Birileri çıkmış 'Diyarbakır'dan Başbakan'ın beklentisi yok' diyor. Çıkmış, 'Başbakan Amed'e gelemez' diyor. Çıkmış, 'Kürtler sokağa çıkmasın' diyor. Bu ne demek? Sen kimsin, kim oluyorsun? Kim oluyorsun? Kusura bakmasınlar ben buraya kardeşlerimle kucaklaşmaya geldim. Ben buraya milletimle aracısız kucaklaşmaya geldim. Ben simsarlarla değil, aracısız kardeşlerimle konuşmaya geldim. Dün, çıkmış diyor ki bir tanesi adeta tehdit edercesine 'AK Parti'nin kongresine kimse gitmesin'. Siz burada yapılacak olan demokratik bir kongreden neden bu kadar çok korkuyorsunuz? Hani siz özgürlükten yanaydınız, demokrasiden yanaydınız?

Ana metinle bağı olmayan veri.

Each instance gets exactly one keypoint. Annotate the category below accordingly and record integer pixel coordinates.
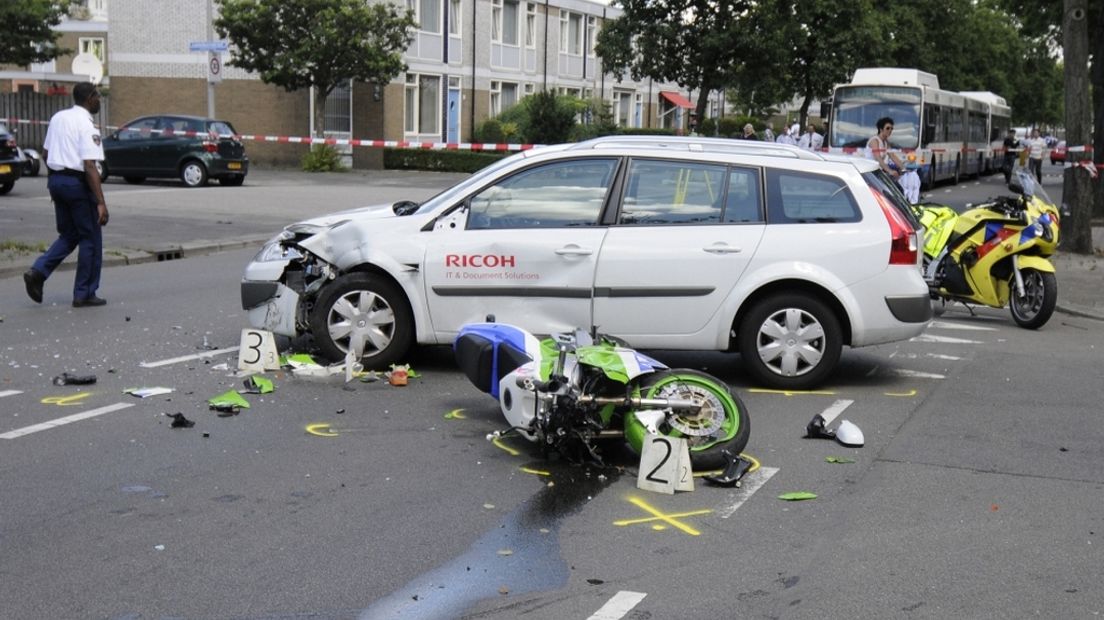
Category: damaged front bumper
(279, 286)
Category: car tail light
(903, 249)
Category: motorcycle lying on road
(571, 391)
(995, 254)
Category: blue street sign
(209, 46)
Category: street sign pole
(211, 61)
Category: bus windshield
(856, 110)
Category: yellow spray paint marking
(320, 430)
(665, 519)
(791, 392)
(509, 450)
(65, 401)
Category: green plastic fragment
(797, 495)
(229, 399)
(258, 384)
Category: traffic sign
(209, 46)
(214, 67)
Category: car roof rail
(696, 143)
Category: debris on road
(146, 392)
(66, 378)
(180, 421)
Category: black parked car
(190, 148)
(11, 163)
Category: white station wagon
(668, 243)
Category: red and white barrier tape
(330, 141)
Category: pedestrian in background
(71, 151)
(1038, 149)
(1011, 149)
(785, 137)
(810, 140)
(878, 148)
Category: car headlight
(276, 250)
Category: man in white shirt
(71, 151)
(810, 140)
(1038, 149)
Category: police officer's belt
(67, 172)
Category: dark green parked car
(190, 148)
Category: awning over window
(677, 99)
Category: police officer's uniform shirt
(71, 139)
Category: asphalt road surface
(977, 493)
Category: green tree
(814, 45)
(28, 33)
(693, 43)
(321, 43)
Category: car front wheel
(365, 312)
(791, 341)
(193, 173)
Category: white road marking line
(835, 409)
(189, 357)
(916, 374)
(943, 340)
(951, 325)
(62, 421)
(751, 483)
(617, 607)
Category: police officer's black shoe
(33, 281)
(89, 301)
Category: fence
(28, 114)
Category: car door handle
(722, 248)
(574, 250)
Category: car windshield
(858, 108)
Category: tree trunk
(1078, 182)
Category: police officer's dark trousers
(77, 225)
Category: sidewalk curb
(116, 257)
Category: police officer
(71, 151)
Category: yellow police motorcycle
(995, 254)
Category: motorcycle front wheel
(1040, 296)
(721, 425)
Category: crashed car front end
(282, 281)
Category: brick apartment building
(469, 61)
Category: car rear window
(884, 184)
(803, 198)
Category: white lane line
(835, 409)
(617, 607)
(943, 340)
(62, 421)
(949, 325)
(189, 357)
(751, 483)
(916, 374)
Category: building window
(592, 32)
(426, 13)
(454, 17)
(92, 45)
(571, 33)
(530, 24)
(422, 104)
(503, 27)
(503, 95)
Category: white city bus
(949, 132)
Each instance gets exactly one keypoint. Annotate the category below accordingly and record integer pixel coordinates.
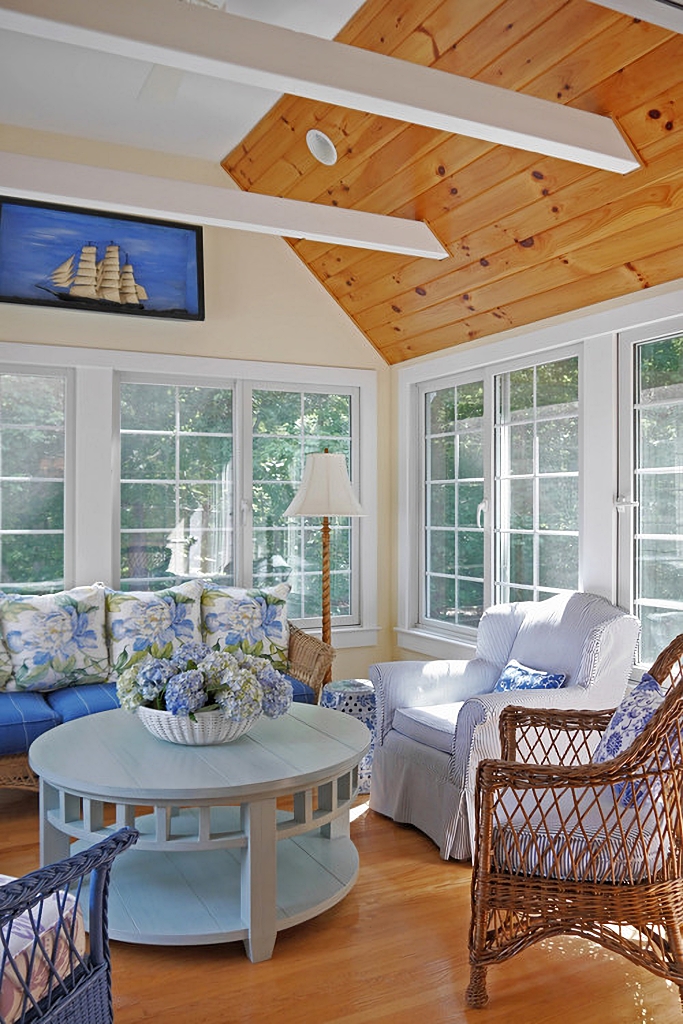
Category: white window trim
(95, 373)
(595, 332)
(627, 456)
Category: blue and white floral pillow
(55, 640)
(253, 620)
(157, 623)
(518, 677)
(626, 725)
(6, 678)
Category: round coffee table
(217, 859)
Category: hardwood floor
(394, 951)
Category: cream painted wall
(261, 303)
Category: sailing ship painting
(81, 259)
(84, 279)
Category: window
(288, 425)
(537, 481)
(454, 495)
(176, 483)
(32, 480)
(179, 489)
(500, 481)
(141, 470)
(651, 492)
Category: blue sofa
(60, 653)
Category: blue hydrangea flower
(190, 651)
(184, 692)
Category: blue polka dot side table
(356, 697)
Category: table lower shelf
(194, 898)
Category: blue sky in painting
(34, 240)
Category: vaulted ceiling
(528, 236)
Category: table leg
(54, 845)
(259, 879)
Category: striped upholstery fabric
(23, 718)
(74, 701)
(575, 837)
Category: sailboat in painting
(87, 281)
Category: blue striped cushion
(583, 840)
(301, 692)
(23, 718)
(75, 701)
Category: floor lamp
(325, 491)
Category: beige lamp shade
(326, 488)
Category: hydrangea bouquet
(198, 678)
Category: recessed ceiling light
(321, 146)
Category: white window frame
(594, 338)
(67, 375)
(93, 414)
(628, 340)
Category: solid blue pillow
(518, 677)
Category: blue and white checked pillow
(518, 677)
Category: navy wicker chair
(48, 971)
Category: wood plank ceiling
(529, 237)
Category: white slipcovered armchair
(436, 720)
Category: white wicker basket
(209, 727)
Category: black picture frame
(73, 258)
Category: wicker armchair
(46, 972)
(558, 852)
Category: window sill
(433, 645)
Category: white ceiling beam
(669, 15)
(122, 192)
(214, 43)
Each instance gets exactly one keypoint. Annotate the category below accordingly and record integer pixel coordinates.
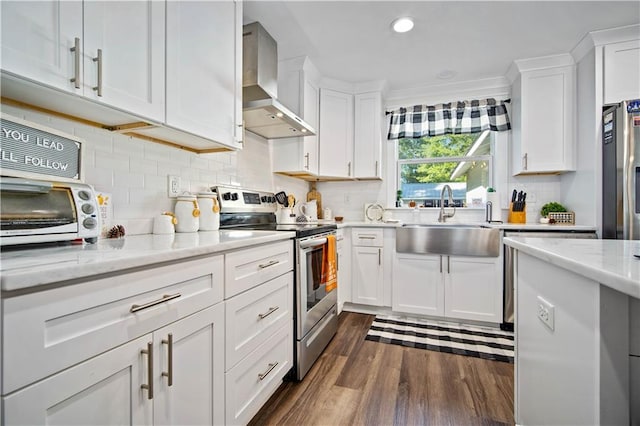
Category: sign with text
(31, 150)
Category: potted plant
(551, 207)
(399, 198)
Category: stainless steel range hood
(262, 113)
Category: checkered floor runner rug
(477, 341)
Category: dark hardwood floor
(358, 382)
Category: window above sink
(462, 161)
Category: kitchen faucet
(443, 216)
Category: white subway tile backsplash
(128, 180)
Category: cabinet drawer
(367, 237)
(250, 383)
(245, 269)
(47, 331)
(252, 317)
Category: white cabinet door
(128, 37)
(103, 390)
(336, 134)
(472, 288)
(543, 121)
(621, 71)
(201, 68)
(190, 353)
(367, 279)
(417, 284)
(367, 135)
(37, 39)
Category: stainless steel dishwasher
(508, 302)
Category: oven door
(312, 299)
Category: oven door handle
(313, 243)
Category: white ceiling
(352, 41)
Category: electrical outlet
(173, 186)
(546, 313)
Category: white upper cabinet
(336, 134)
(368, 135)
(123, 55)
(37, 41)
(201, 69)
(621, 71)
(298, 90)
(543, 115)
(109, 52)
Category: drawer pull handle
(165, 298)
(271, 263)
(261, 376)
(269, 312)
(98, 59)
(76, 63)
(149, 353)
(169, 373)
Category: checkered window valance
(452, 118)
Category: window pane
(436, 146)
(423, 183)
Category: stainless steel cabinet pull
(76, 63)
(261, 376)
(98, 59)
(269, 312)
(266, 265)
(165, 298)
(149, 353)
(169, 373)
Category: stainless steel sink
(449, 239)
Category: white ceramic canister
(188, 213)
(209, 211)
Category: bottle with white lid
(209, 211)
(188, 213)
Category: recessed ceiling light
(402, 25)
(446, 74)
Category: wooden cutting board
(315, 195)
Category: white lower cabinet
(115, 387)
(417, 285)
(102, 390)
(367, 276)
(250, 383)
(189, 379)
(258, 328)
(450, 286)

HEDEF OLARAK AK PARTİ'Yİ GÖRÜYORLAR

''Niye bu kadar korkuyorsunuz? Siz fikirden, düşünceden neden bu kadar korkuyorsunuz? Benim Diyarbakırlı kardeşlerim işte bunların söyleyecek sözü yok. Onun için şiddeti özendiriyorlar. Bunlar kendileri üretmez, kendileri hizmet etmez, kendileri ortaya bir şey koymaz, üreteni, ortaya hizmet koyanı da engellemeye, tehdide çalışırlar. Dikkat edin sevgili kardeşlerim, bunlar şu anda hedef olarak sadece AK Parti'yi görüyorlar. Neden? Çünkü AK Parti çözüyor, çözüm üretiyor. AK Parti çözüm ürettiği için var güçleriyle AK Parti'ye saldırıyorlar. AK Parti, gönül diliyle konuştuğu için, AK Parti'nin Genel Başkanı, Başbakan gönül diliyle konuştuğu için bunlar milletimin Başbakanıyla kucaklaşmasını önlemeye çalışıyor sevgili kardeşlerim.''

AYNI GÖKKUBBENİN ALTINDA BİRİZ

Bu sert açıklamaların ardından Erdoğan, yöre insanına birlik beraberlik mesajları verdi:

"Milletimle aracısız kucaklaşmaya geldim. Ben simsarlarla değil aracısız kardeşlerimle konuşmaya geldim. Aynı gök kubbe altında biriz, beraberiz, kardeşiz. Bu kardeşiniz yola Kasımpaşa'dan çıktı. Diyarbakır'da Ben-u Sen ne ise İstanbul'da da Kasımpaşa odur. Ben ne kadar Kasımpaşa'nın evladıysam o kadar Ben-u Sen'in evladıyım. Ben ne kadar İstanbullu, Rizeliysem o kadar Diyarbakırlıyım, Batmanlıyım o kadar Siirtliyim, Şırnaklıyım. Ben 14 Ağustos 2001'de neredeysem, 2005'te neredeysem, 2009'da neredeysem, tam bir yıl önce geldiğim 1 Haziran 2011'de Diyarbakır'da neredeysem Allah'a hamdolsun ki bugün de aynı yerdeyim."

2.20120602190017.jpg

2005'TE DİYARBAKIR'DA NE DEDİYSEK AYNI YERDEYİZ

Kürt sorunun çözümü konusunda samimi olduklarını belirten Erdoğan, şunları söyledi:

"2005'te neredeysem 2009'ta neredeysem, 2011'de neredeysem yine aynı yerdeyim. Bizim siyasetimizde söz senettir. 2005'te Diyarbakır'da ne dediysek aynı yerdeyiz. Kürt meselesini çözmek için hangi adımı attıysak engellemelerle karşılaştık. Net söylüyorum bizim rabbimiz ve halkımızdan başka kimseye verilecek hesabımız yoktur."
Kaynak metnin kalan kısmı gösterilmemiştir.